Correio Braziliense, Opinião, p. 11
Autor: GUETTA, Mauricio
26 de Jul de 2017

Meio ambiente vira moeda de troca

MAURICIO GUETTA
advogado do Instituto Socioambiental (ISA)

Michel Temer tem agraciado parlamentares com medidas destinadas a manter sua base no Congresso. O menor índice de aprovação de um governo em28 anos e os seguidos escândalos de corrupção resultaram na intensificação do toma lá dá cá, como observado na liberação de emendas parlamentares, moeda de troca pelo voto contrário à denúncia da Procuradoria-Geral da República.
Se passar ileso pela primeira denúncia, Temer deve enfrentar outras duas, o que poderá resultar em mais barganhas.
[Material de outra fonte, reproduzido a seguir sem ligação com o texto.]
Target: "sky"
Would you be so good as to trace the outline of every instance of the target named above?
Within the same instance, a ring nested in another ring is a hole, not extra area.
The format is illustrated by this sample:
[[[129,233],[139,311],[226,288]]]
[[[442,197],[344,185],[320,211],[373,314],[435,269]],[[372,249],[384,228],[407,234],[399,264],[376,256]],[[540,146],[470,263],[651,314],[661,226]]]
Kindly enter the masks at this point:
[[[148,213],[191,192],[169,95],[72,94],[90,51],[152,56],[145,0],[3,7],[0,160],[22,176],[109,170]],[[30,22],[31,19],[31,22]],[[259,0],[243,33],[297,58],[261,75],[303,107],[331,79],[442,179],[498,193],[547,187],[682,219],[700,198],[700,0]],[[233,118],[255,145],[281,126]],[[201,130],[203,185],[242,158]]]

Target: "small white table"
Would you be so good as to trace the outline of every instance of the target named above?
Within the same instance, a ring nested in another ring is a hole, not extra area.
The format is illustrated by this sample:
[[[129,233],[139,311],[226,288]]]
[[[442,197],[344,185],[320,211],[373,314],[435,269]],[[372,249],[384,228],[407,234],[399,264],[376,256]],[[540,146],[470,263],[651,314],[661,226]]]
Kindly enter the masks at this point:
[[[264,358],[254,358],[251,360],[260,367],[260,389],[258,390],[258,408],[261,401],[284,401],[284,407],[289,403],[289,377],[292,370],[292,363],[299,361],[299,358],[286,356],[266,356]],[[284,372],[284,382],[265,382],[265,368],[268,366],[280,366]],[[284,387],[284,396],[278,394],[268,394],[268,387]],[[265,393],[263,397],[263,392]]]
No caso de afastamento, o próximo presidente pode ter que expandir as concessões para se eleger indiretamente.
O fisiologismo sempre foi a tônica da política brasileira, mas atingiu proporções assombrosas. Nesse cenário, a sólida legislação socioambiental brasileira está sendo objeto de negociações destinadas a angariar o apoio de bancadas parlamentares, como a do agronegócio, resultando em graves ameaças a temas nucleares, como áreas protegidas e licenciamento ambiental.
No caso das Medidas Provisórias 756 e 758, que pretendiam reduzir unidades de conservação (UCs) no sudoeste do Pará, a barganha parlamentar somente não se efetivou devido à pressão exercida pela sociedade e por governos e organismos internacionais.
Temer acabou por vetar medidas editadas pelo próprio governo, fato atípico. Seria louvável, não fossem eles meros "vetos para norueguês ver", dado que o governo se comprometeu com parlamentares paraenses e enviou, em 13/07, proposta semelhante ao Congresso, agora na forma de projeto de lei.
Numa das áreas ambientalmente mais relevantes e fragilizadas do país, a trapalhada governamental tem gerado mais devastação, além de grande turbulência social, cujo ápice se deu no recente atentado sofrido pelo Ibama, com o incêndio de caminhonetes destinadas à fiscalização. Longe de ser pontual, a ofensiva contra as áreas protegidas tem conotação sistêmica, a exemplo da proposta encabeçada pelo ministro Eliseu Padilha com parlamentares para reduzir UCs no sul do Amazonas.
O licenciamento ambiental, o mais efetivo instrumento da Política Nacional do Meio Ambiente, também está ameaçado. O Projeto de Lei 3.729/2004, que pretende estabelecer uma lei geral sobre o tema, tramita em regime de urgência e pode ser votado a qualquer momento no plenário da Câmara, mesmo sem ter sido debatido. Seu relator integra a bancada do agronegócio e já apresentou oito substitutivos, todos destinados a enfraquecer o licenciamento.
Exemplo disso é a proposta de dispensa geral e irrestrita para atividades de agricultura, pecuária e silvicultura, medida já considerada inconstitucional pelo STF. Soluções que são consenso entre especialistas para resolver os problemas do licenciamento têm sido desconsideradas, podendo resultar em prejuízos para todas as partes, inclusive no aumento da insegurança jurídica e de ações judiciais, além de danos ambientais irreversíveis, como os verificados no desastre de Mariana (MG).
As ameaças às UCs e ao licenciamento ambiental se mostram ainda mais inquietantes quando observado o exponencial aumento do desmatamento. Na Amazônia, o crescimento foi de 24% em 2015 e de 29% em 2016. Na Mata Atlântica, o incremento do desmatamento foi de 57%, entre 2015 e 2016. Para piorar, o orçamento dos órgãos ambientais tem sofrido sucessivos cortes, como os 51% ceifados do Ministério do Meio Ambiente em 2017.
Seja por alterações legislativas, seja pela falta de efetividade das políticas públicas, o Brasil caminha rumo ao abismo socioambiental, colocando em risco até o cumprimento de suas metas climáticas assumidas na Convenção do Clima em Paris. A sociedade brasileira deve reagir com ainda mais intensidade para impedir que interesses políticos imediatistas rifem a preservação do equilíbrio ecológico, a qualidade de vida e a dignidade humana, direitos fundamentais resguardados pela Constituição.